Cette organisation, venue du fond des âges, qui ose couper toutes les communications avec le monde, se révèle, en fait, particulièrement pertinente pour aujourd’hui. Elle permet une élection paisible, sans candidats déclarés, sans les invectives bien connues de nos démocraties modernes. Ce processus nous donne un élu, sans gagnants, ni perdants, et dans une belle unanimité. Toutes les grilles de lectures du type « conservateurs » ou « progressistes » s’avèrent erronées ou très incomplètes. Et, finalement les éminents vaticanistes de ce monde en sont pour leurs frais.
Dans la personne du cardinal Prevost, nous avons eu une excellente surprise, qui me semble signée. Avoir reçu un candidat aux si grandes compétences, mais relativement imprévu, montre bien que l’Esprit Saint agit.

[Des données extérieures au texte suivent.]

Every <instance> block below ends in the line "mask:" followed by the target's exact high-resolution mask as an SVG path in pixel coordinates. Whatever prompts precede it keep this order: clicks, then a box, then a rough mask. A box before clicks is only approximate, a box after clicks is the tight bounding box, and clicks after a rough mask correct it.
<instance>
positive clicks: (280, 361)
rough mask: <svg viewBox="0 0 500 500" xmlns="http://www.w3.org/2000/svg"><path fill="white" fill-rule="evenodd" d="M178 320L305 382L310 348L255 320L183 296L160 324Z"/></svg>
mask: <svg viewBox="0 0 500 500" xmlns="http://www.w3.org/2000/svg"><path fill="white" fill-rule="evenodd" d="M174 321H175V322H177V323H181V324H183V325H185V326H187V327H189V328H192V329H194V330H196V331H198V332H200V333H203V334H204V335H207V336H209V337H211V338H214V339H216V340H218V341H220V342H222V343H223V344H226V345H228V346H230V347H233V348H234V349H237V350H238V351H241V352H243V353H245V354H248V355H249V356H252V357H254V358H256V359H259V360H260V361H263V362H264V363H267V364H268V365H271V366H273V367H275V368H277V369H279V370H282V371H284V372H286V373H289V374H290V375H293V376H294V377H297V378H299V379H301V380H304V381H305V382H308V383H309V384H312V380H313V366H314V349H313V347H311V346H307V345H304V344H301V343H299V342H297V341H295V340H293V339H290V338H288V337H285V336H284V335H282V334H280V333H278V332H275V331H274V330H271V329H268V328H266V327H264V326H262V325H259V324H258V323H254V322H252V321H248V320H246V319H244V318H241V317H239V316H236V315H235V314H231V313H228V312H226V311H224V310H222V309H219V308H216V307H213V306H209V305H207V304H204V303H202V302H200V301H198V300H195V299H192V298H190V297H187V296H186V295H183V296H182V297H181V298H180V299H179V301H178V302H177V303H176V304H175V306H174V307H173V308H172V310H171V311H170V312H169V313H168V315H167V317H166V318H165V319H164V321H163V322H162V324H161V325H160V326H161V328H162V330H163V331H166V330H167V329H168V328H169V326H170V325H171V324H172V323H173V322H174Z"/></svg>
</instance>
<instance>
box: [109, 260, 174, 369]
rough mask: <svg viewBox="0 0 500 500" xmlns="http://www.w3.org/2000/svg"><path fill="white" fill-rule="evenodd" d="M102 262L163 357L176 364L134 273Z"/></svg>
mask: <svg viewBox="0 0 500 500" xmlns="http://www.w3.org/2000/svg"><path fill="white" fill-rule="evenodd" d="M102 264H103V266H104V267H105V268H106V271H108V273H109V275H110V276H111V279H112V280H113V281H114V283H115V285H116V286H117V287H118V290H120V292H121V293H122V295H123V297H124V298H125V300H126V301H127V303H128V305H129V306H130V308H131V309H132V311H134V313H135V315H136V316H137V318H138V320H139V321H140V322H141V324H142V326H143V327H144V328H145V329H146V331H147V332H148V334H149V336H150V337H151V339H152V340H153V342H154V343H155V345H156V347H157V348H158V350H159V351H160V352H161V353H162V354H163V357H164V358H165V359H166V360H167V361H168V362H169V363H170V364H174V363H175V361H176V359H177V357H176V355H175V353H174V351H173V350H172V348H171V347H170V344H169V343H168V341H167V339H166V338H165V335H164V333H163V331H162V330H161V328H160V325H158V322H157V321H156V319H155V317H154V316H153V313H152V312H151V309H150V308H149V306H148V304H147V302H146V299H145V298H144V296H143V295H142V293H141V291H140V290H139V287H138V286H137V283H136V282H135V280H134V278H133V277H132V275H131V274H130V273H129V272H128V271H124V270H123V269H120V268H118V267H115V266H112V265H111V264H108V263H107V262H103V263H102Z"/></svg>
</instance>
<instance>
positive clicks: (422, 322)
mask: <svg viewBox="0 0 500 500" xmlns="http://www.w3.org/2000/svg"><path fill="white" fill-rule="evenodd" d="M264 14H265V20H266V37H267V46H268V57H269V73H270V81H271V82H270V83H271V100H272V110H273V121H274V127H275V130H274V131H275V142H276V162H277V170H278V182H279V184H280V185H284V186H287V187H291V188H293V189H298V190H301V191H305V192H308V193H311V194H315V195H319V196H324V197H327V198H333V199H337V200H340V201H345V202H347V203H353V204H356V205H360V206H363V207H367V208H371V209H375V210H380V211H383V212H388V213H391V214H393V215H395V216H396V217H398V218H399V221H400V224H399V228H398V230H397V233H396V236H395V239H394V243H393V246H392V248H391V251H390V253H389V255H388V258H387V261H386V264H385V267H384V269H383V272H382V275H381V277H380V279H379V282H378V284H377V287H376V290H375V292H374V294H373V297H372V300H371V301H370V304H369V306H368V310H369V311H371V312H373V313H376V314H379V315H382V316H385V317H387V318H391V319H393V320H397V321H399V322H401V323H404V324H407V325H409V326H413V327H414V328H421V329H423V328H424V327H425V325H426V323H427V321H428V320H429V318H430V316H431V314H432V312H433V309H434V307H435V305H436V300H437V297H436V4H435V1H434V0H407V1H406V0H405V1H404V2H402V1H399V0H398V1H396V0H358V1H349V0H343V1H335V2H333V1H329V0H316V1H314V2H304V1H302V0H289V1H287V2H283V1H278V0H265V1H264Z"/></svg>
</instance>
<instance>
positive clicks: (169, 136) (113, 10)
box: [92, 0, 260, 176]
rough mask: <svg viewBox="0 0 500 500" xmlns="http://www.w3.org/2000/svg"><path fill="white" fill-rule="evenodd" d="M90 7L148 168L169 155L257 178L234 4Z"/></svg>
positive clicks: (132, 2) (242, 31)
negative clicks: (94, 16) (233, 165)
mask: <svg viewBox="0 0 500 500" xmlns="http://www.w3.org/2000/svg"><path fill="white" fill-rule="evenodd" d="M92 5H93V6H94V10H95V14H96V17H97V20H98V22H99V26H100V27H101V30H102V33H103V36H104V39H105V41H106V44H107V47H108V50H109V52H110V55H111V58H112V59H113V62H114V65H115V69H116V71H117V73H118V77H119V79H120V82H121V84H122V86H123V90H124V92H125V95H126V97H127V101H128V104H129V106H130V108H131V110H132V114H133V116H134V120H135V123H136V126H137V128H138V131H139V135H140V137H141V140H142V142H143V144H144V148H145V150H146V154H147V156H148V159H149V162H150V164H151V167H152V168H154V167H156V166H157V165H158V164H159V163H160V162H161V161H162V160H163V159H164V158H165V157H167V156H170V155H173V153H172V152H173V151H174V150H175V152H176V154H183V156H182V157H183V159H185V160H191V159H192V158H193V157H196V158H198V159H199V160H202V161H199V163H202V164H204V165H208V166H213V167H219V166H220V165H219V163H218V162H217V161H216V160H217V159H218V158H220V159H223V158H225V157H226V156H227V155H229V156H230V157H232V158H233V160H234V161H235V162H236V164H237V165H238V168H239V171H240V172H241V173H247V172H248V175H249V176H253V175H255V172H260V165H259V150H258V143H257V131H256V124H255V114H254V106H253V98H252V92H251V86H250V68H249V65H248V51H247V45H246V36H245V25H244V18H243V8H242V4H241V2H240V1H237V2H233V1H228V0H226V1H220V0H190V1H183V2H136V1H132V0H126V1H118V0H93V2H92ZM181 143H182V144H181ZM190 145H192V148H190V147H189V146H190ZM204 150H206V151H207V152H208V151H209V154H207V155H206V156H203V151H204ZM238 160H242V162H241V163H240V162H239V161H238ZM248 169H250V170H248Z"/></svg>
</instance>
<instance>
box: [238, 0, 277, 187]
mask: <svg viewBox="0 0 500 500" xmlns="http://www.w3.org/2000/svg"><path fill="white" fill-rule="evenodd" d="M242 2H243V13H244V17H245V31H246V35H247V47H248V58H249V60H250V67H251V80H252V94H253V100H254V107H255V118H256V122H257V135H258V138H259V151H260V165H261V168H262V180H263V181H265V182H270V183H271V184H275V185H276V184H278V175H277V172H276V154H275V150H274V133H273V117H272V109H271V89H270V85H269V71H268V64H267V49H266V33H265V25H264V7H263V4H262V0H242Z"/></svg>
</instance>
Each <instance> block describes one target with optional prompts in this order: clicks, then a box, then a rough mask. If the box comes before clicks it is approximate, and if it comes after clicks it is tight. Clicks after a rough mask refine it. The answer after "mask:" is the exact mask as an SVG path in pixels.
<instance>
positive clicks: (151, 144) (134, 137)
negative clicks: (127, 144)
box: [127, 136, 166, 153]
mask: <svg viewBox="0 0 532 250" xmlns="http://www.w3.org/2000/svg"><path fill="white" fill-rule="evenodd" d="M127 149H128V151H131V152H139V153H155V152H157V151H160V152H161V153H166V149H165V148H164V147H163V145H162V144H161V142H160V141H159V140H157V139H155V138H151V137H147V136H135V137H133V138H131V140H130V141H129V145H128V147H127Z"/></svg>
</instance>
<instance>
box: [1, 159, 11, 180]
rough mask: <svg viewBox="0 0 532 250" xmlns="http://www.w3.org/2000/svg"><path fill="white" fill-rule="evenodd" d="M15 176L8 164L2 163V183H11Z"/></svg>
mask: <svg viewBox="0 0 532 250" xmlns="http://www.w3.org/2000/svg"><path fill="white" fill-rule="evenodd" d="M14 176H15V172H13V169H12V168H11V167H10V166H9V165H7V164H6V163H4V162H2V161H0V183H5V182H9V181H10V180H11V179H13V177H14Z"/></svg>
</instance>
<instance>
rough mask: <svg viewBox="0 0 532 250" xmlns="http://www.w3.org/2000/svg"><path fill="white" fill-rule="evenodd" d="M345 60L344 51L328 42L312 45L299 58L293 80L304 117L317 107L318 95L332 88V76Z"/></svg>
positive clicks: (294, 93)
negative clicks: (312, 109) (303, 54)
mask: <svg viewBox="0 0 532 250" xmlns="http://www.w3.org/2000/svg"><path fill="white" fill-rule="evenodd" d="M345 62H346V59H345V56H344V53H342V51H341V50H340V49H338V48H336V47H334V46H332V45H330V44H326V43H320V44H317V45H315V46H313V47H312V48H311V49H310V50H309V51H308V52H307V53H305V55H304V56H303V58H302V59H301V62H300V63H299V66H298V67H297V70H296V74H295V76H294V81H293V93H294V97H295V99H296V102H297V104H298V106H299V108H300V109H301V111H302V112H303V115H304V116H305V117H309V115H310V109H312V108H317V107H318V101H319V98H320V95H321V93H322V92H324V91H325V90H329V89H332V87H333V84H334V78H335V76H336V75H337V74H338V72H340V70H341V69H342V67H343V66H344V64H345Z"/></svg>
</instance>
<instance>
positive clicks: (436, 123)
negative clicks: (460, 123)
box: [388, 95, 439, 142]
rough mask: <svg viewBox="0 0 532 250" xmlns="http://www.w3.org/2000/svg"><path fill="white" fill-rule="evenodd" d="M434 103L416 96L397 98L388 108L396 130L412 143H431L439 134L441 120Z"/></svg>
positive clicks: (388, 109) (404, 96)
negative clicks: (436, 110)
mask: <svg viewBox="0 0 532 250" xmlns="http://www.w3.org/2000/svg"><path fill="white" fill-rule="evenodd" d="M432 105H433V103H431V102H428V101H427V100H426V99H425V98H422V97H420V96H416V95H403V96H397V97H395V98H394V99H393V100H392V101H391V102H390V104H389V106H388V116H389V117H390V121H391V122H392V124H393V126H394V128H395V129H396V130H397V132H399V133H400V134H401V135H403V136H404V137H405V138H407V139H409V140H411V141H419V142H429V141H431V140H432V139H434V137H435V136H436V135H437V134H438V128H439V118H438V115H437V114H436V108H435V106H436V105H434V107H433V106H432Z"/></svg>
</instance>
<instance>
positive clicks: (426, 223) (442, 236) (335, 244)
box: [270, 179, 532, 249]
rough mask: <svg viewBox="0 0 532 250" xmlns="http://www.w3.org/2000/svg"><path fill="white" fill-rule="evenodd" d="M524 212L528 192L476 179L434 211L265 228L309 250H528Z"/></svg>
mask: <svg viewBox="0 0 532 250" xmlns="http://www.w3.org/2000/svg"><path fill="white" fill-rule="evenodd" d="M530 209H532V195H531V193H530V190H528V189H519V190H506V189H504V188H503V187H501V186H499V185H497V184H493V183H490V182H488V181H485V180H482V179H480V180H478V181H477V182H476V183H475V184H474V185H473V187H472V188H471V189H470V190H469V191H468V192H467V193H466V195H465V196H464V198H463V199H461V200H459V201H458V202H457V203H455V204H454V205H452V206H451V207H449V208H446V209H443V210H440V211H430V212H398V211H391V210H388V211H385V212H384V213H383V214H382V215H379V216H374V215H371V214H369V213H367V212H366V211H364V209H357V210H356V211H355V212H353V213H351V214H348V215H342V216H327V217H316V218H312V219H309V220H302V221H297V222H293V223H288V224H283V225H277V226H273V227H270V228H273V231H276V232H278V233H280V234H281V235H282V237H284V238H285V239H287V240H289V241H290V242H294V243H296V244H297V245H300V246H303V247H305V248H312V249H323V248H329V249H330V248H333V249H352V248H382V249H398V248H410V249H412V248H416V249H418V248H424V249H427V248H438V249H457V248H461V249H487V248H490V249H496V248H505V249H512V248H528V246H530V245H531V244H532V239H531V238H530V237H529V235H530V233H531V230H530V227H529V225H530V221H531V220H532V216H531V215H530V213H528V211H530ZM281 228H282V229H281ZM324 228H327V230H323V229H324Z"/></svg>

Voici le point important : l’Esprit n’a pas œuvré contre, ou à côté, de l’institution, mais dans et par l’institution. Le rite, le silence, le formalisme, le cadre liturgique, le droit canon furent et demeurent au service de l’Esprit et permettent une élection réelle, indiscutable, surprenante et même joyeuse. La tradition et l’histoire de l’Église ne sont donc pas un frein mais un atout pour son gouvernement, qui n’a pas à rougir face au fonctionnement politique d’autres pays ou institutions.

Le profil idéal

Léon XIV a un curriculum vitae ecclésial éblouissant. On se demande comment il a pu être absent de la plupart des listes des « papabile ». Il est pasteur et théologien, missionnaire et cardinal de curie, supérieur religieux international et évêque diocésain local, du Nord et du Sud, de Chicago et de Chiclayo, américano-péruvien aux origines espagnoles, italiennes, françaises et haïtiennes, polyglotte et j’en passe. Mais, comme un symbole, il est, en outre, canoniste et a enseigné le droit de l’Église – matière si importante, comme nous venons de le signaler, à la conduite spirituelle de la barque de saint Pierre. Il a réfléchi de longue date au service du gouvernement dans l’Église, puisque sa thèse de doctorat concerne le rôle du prieur dans l’ordre de Saint-Augustin.
Il est difficile d’expliquer clairement, sur un plan théorique, comment Dieu conduit l’histoire tout en conservant aux hommes, avec leurs forces et faiblesses, une liberté réelle. Comment l’Esprit peut-il guider son Église avec des décisions très ou trop humaines ? C’est un problème qui nous dépasse, de l’ordre du mystère. Mais, en revanche, sur le plan pratique, nous avons pu admirer, dans le concret, la subtile articulation des libertés humaine et divine, écrivant l’histoire sous nos yeux. Le nouveau pape, enfanté au long de ce chemin historique et institutionnel, nous semble bien venir d’en haut. Indubitablement ces dernières semaines ont affermi notre joie d’être chrétien et notre confiance, lucide mais forte, dans la plus vieille et la plus charismatique institution du monde.